Plenty of mushroom books on the market focus on how to hunt down and identify the scores of varieties, or they tantalize readers with recipes calling for the ones most difficult to find. Selengut, however, skips the foraging instructions and zeros in on 15 commonly available species. (I would be surprised if you couldn’t find at least eight of them, growing wild and at markets, no matter where you live.) Then she works them for all they’re worth, drawing deep for flavor and casting wide for multicultural flavor influences, which makes for an irresistible blend of practicality and romance.

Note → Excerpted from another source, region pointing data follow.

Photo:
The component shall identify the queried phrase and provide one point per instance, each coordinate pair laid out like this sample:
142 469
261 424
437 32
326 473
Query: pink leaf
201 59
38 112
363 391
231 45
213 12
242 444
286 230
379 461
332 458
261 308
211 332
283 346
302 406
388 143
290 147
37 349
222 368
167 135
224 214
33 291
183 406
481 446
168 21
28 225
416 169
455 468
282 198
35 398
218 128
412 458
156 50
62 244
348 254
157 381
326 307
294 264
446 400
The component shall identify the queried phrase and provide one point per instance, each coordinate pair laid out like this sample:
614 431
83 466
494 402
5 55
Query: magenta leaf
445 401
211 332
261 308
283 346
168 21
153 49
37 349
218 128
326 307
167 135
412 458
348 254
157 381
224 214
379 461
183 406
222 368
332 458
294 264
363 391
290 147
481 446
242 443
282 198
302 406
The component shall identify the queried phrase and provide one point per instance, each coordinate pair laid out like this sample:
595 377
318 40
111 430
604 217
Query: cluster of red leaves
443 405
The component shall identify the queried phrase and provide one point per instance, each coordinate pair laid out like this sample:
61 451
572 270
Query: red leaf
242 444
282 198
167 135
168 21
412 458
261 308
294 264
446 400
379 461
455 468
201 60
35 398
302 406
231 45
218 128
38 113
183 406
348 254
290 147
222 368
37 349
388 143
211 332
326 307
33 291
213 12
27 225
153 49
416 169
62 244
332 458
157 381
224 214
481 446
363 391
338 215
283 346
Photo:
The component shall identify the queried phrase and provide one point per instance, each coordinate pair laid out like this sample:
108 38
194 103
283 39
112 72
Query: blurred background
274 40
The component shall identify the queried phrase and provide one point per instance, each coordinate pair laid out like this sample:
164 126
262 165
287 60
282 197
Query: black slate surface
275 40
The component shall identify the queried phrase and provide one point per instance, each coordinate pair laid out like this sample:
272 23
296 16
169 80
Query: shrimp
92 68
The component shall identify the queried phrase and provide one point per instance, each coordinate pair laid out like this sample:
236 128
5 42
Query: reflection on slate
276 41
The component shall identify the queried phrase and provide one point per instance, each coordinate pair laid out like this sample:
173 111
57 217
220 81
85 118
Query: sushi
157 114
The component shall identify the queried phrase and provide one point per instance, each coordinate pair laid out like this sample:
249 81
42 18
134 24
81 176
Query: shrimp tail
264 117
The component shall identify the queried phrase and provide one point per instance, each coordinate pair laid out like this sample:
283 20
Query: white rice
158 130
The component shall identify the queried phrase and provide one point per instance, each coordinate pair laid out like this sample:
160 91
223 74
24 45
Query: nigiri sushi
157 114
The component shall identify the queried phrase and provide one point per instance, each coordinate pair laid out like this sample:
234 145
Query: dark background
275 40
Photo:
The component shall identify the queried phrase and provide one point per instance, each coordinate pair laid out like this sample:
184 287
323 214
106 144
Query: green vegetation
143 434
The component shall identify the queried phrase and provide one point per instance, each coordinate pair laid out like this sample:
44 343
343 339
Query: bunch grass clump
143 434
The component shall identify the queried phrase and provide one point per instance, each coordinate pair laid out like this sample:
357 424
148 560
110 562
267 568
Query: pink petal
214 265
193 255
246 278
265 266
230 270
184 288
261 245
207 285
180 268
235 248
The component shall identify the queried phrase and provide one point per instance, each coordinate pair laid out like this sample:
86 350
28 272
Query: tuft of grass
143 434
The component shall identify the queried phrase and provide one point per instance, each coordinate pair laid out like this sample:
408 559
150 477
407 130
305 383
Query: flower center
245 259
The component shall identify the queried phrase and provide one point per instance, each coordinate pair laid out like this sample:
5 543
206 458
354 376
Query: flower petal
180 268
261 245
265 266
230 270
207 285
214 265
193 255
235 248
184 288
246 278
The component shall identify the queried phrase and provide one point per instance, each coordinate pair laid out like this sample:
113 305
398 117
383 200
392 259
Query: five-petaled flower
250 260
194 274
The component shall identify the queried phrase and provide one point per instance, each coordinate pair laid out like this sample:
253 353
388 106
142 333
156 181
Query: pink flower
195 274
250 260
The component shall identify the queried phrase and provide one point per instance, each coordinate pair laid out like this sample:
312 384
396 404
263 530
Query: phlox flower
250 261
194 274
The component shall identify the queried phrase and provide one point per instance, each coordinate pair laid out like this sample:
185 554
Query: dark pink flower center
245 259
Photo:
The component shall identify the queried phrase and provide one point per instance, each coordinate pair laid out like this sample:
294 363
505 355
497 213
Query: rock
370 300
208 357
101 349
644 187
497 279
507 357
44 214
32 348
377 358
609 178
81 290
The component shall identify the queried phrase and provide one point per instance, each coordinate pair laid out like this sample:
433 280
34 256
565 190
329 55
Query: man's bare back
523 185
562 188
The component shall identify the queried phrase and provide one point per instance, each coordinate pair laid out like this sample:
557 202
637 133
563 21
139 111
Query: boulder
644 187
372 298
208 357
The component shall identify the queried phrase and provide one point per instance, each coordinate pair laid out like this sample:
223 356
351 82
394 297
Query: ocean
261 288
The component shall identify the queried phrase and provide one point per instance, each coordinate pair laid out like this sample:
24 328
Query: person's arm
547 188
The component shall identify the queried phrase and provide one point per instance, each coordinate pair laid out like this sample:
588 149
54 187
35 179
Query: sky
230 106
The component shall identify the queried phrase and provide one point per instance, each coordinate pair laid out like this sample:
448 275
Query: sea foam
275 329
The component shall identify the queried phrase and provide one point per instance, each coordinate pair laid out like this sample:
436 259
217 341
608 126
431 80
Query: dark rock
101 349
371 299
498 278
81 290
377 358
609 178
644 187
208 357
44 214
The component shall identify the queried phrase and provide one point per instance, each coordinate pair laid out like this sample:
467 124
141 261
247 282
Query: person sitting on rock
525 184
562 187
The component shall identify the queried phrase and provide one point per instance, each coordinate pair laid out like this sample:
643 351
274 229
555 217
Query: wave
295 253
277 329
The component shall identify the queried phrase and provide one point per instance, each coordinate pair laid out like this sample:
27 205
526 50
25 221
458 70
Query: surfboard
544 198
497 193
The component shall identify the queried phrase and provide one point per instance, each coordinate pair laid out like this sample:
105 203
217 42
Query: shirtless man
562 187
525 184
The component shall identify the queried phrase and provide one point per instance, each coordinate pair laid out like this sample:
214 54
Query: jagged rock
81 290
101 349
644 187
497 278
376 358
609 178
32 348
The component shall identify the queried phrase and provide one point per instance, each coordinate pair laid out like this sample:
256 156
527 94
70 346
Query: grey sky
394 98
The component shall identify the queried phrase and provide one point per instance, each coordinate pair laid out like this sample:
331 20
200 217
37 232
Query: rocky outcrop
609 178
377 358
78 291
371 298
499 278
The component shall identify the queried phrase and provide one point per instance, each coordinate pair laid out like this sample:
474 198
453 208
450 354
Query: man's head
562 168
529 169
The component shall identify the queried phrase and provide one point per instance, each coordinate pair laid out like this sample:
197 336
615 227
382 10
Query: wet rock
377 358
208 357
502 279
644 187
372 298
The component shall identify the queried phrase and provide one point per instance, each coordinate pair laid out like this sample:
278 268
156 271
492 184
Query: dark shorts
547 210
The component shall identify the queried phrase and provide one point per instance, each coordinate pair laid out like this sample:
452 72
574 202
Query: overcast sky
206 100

Fresh porcinis and lobster mushrooms are stubbornly scarce where I live, and black truffles stubbornly expensive. Even so, the sheer abundance of good-looking and doable recipes for more-common specimens in this book inspired me to undertake a veritable testing spree.
Portobellos, creminis and button mushrooms act as gateway fungi in “Shroom’s” first chapter. A cremini-and-beef bourguignon bubbled its leisurely way through the hours into a hearty but straightforward stew.
Portobellos lent their beefy heft to tacos, loaded with cabbage-and-lime slaw and doused with a surprising cacao-chili sauce. The sauce hid an ingredient: dried goji berries, whose high-five dose of power sugar sent mixed messages in an otherwise messily satisfying dish.
Oyster mushrooms were new to me as a cook. I was happily surprised by both their depth of flavor and their reasonable price; check your local Asian market. Melted into a boozy ragout, they draped in savory splendor over egg noodles and would probably do the same for polenta or even pizza.
Selengut turns to the now-common shiitake to good effect in Asian dishes. Its dense texture and baritone character make a good match for soy flavors. Powerful on its own, it goes nuclear when seasoned with a soy dressing and porcini powder. The combination of an accompanying nuoc cham, herbs, rice noodles and charred shiitakes created a salad so unforgettable, I didn’t even mind that the parchment ignited when I broiled the mushrooms as directed. Next time, I’m using aluminum foil.
Hedgehog mushrooms stood in for meat in a chili studded with cashews; despite bold seasoning with ancho chili, oregano and fire-roasted tomatoes, it just doesn’t compare in flavor to a beef chili. The toasted cashews provided a pleasant surprise, though, supplying a hint of butter and a flicker of texture every few forkfuls.